This book is weird.
Here are some examples of things that are said and done in this book:
**"In the uncomfortable backseat of Merton's car, Honey had sex for the first time....she did not particularly enjoy it, but that was not important. The important thing was that Merton enjoyed it.....So this is how I please a man, Honey thought."
Honey makes me want to bang my head against a wall. There can't possibly be girls like her in the world, right? I need there to not be girls like that in the world. Or at the very least this needs to have been a 90s thing.
**At one point there is a line about a doctor, nicknamed 007, who the book says "[takes] out organs that were healthy." In what world would NO ONE in a hospital do anything about this?! But wait! It gets worse! Another resident actually says to Paige, when she brings this up, "Calm down. I'll take you out and buy you lunch."
I mean, REALLY?!
**The girls get the bright idea to throw a party to cheer themselves up. Except they throw said party AT THE HOSPITAL. And then when everyone gets paged and has to go back to saving lives, (y'know, that thing they do IN A HOSPITAL) one of them actually says, "I can't believe what's happening."
CAN'T YOU?
**Kat introduces herself as follows:
"I'm Kate Hunter. They call me Kat."
Kate and Kat are BOTH short forms of Katherine. If you prefer Kat, why are you introducing yourself as Kate?!
**There is a typo on the first page. Seriously.
**Honey says that she has bad luck with men, and Kat says that maybe she'll have better luck at the hospital.
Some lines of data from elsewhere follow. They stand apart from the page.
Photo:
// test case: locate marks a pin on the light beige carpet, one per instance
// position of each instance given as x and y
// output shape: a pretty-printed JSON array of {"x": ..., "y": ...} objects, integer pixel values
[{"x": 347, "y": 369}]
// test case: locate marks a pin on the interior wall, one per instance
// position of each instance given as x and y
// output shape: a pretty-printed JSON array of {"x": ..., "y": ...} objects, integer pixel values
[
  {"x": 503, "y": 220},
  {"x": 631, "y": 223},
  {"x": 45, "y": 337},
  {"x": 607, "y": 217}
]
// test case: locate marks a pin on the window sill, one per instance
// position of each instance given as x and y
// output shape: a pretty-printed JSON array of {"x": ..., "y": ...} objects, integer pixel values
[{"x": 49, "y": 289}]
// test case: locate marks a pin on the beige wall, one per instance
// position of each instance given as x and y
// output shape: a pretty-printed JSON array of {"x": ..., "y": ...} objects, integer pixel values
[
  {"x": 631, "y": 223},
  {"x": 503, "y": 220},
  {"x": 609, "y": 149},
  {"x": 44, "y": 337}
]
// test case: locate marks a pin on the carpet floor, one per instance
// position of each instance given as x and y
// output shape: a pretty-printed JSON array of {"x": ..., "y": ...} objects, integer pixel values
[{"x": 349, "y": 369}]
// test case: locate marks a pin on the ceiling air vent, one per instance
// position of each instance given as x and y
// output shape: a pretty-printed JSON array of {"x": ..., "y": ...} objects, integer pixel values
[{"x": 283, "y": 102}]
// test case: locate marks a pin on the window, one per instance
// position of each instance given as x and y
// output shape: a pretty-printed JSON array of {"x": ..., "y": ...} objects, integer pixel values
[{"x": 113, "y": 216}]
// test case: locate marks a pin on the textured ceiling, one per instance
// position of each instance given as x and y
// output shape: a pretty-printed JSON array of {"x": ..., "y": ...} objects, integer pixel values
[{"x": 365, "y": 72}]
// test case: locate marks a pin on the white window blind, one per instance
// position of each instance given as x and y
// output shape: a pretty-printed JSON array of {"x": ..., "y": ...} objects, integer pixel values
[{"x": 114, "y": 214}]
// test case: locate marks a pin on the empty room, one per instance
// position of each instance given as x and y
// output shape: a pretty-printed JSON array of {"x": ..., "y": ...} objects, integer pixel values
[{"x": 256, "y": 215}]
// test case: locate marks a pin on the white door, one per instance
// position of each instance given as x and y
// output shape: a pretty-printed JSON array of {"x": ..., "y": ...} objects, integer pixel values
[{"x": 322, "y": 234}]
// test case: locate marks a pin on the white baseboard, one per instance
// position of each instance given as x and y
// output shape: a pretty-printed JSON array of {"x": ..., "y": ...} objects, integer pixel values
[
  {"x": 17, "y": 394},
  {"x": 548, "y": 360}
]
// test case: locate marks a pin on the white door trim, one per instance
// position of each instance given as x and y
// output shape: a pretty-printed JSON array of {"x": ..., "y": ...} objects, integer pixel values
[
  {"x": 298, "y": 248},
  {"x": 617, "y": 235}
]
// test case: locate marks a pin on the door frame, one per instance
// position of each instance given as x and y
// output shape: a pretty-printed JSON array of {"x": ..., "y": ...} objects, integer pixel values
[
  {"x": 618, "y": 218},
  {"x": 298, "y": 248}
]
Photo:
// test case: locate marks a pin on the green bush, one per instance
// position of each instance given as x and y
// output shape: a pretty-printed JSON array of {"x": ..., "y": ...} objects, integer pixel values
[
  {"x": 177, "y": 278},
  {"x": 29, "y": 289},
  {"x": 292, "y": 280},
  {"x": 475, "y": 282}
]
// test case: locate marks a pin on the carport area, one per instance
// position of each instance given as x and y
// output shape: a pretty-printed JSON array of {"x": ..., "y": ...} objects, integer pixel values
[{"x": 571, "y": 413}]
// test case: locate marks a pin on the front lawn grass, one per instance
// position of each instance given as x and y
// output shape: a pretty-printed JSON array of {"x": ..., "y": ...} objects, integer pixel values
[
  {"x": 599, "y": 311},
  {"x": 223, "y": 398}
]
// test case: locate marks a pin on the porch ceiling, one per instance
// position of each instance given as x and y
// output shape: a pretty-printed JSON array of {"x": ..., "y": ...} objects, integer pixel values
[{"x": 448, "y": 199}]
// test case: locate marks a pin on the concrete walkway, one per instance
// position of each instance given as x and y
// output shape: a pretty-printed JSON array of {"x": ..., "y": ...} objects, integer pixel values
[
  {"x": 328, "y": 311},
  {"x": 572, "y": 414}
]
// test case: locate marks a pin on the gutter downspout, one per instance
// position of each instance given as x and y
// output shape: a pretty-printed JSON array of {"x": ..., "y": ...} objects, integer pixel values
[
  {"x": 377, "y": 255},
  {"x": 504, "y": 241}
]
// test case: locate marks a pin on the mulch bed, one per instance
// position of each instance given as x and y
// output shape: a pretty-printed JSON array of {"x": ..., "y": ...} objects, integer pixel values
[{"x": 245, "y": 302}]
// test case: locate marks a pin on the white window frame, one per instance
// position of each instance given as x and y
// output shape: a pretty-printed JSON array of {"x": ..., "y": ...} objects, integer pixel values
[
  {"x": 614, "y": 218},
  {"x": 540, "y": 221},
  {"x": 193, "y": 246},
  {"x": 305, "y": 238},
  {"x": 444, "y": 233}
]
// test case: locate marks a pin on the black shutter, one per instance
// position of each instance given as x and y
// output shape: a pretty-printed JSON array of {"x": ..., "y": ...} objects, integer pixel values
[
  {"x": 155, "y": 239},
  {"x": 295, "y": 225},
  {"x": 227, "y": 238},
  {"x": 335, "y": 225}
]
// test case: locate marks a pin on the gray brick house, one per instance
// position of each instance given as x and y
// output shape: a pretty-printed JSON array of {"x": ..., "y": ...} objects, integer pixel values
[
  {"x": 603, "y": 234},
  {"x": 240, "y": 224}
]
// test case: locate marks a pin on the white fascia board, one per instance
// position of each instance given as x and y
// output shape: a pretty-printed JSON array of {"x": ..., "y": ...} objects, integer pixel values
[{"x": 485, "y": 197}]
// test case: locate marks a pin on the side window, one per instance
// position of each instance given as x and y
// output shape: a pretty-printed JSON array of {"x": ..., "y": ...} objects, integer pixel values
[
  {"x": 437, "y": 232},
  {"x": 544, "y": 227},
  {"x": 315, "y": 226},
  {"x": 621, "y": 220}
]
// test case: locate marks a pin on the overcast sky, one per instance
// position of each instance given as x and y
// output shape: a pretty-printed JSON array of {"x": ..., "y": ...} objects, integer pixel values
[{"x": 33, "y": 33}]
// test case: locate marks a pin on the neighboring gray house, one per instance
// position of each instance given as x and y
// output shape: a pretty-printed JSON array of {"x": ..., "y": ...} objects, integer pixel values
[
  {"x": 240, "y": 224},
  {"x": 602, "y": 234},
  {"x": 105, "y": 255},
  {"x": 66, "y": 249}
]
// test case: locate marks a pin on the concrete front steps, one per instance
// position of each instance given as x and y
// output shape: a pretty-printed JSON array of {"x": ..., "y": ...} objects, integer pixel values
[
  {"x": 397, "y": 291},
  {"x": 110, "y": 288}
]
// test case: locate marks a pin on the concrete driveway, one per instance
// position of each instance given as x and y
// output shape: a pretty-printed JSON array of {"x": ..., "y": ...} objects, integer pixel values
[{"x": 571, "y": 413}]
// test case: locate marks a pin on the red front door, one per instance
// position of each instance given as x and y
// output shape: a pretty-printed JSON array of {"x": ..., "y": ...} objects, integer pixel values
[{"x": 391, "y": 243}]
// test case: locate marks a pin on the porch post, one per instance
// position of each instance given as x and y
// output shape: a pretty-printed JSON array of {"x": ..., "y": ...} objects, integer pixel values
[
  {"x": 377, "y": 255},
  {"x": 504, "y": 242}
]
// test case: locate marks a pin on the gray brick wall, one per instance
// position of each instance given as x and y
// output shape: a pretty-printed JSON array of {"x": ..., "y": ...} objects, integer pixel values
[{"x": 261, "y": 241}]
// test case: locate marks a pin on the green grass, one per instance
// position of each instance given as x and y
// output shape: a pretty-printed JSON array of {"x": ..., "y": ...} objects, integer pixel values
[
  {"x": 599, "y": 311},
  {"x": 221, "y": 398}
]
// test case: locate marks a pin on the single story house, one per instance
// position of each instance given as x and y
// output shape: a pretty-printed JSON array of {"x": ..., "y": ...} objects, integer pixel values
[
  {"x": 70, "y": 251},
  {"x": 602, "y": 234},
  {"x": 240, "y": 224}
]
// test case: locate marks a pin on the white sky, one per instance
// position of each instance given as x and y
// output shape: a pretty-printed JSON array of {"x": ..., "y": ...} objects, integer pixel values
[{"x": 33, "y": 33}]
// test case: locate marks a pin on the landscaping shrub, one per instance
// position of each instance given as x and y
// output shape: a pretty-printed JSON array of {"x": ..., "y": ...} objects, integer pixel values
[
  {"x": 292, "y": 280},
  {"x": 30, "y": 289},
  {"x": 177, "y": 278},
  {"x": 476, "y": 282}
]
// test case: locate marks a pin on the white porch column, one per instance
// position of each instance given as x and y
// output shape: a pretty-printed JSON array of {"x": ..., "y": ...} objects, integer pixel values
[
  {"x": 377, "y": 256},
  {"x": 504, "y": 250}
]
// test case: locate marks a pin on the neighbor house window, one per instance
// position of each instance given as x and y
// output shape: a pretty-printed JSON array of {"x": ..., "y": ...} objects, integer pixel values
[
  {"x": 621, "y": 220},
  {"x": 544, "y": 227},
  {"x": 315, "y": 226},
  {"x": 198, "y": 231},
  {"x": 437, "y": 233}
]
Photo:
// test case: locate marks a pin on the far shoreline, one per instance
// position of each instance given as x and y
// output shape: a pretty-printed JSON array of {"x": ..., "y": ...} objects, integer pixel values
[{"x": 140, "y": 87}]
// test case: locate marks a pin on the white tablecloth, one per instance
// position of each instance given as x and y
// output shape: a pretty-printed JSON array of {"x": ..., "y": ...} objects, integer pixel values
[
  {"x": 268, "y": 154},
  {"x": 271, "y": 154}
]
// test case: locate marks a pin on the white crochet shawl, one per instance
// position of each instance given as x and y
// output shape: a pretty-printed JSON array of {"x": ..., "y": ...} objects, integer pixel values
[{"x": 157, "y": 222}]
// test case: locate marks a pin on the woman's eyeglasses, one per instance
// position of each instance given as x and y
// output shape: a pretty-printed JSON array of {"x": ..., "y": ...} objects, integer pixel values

Because when you're a woman just starting your career in a male dominated field, you would absolutely think this way.
And there's more:
Paige finds out that she's going to be working with a world-renowned doctor, whom she has never met, nor even seen a picture of, and before she even meets him she HAS A SEX DREAM ABOUT HIM.
REALLY?! It was at this point I started to think this book had to be a joke. Like maybe somebody swapped out the real copy for this ridiculousness. Because this book has gotten good reviews and I honestly don't understand why.
**There are SO MANY things wrong with the chapter where Jason and Paige meet. First of all, he calls the hospital and asks for her home number, and a secretary JUST GIVES IT TO HIM, without even asking WHY he wants it. Oh, and when he shows up for their first date, she's asleep in the on call room. A nurse tells him where she is, instead of calling her, and then he goes in and just WATCHES HER SLEEP. It's creepy. And apparently at this point he already thinks he's going to marry her.
For their second date, he takes her to MEET HIS PARENTS. Their SECOND date! Guys, this is so. creepy.
Oh, and on said date, she falls asleep at the dinner table. Like, head falls straight down on the table. In front of his parents. While there is food on the table.
I mean, COME ON.
**At one point there's a patient who it turns out has cholera, and the administrator decides to cover it up because it would hurt the hospital, and we're supposed to believe that EVERYONE is totally fine to go along with this.
REALLY?!
**The part where Paige euthanizes the patient she winds up on trial for murdering is weird. She takes all of three seconds to agree to do it. And then she does it right away. No second guessing. No discussing it with her colleagues or Kat and Honey. And it says that the patient only had a few days to live. I'm pro-DAS, but even I thought that if he's only got a few days left, why do it? It would obviously lead to some problems for her, so why bring all of that trouble down on herself over the difference of a few days?
**Paige doesn't know that her boyfriend and future husband has married someone else until he shows up on her doorstep with his new wife.
SERIOUSLY?!
So yeah. This book is weird. A lot of the lines and situations just seem so ridiculous, like they'd never happen.
The author wrote for television before he started writing novels, and it shows. The book reads like a script. It's mostly just dialogue and the scenes move very quickly. It jumps between scenes and characters in a really odd way. Kind of like you'd see on TV. The lack of descriptive passages isn't entirely a negative, because I generally find descriptive passages to be boring, and making it dialogue-heavy makes the book a quick read, but at the very least I would expect a portion of the book to be dedicated to what was going on in a character's head in between the dialogue.
Mostly I was just disappointed that the author couldn't shift from the one medium to the other. In fact, the epilogue reads EXACTLY like the end to a movie based on a true story, where they tell you what happened to each of the real-life people after the movie ends.
The thing that's a real shame is it actually starts to get good toward the end. It stays on one narrative - none of that weird jumping between brief scenes that have nothing to do with each other - and the story actually becomes interesting. But then the book is over, so....
Basically, this guy should have stuck to TV.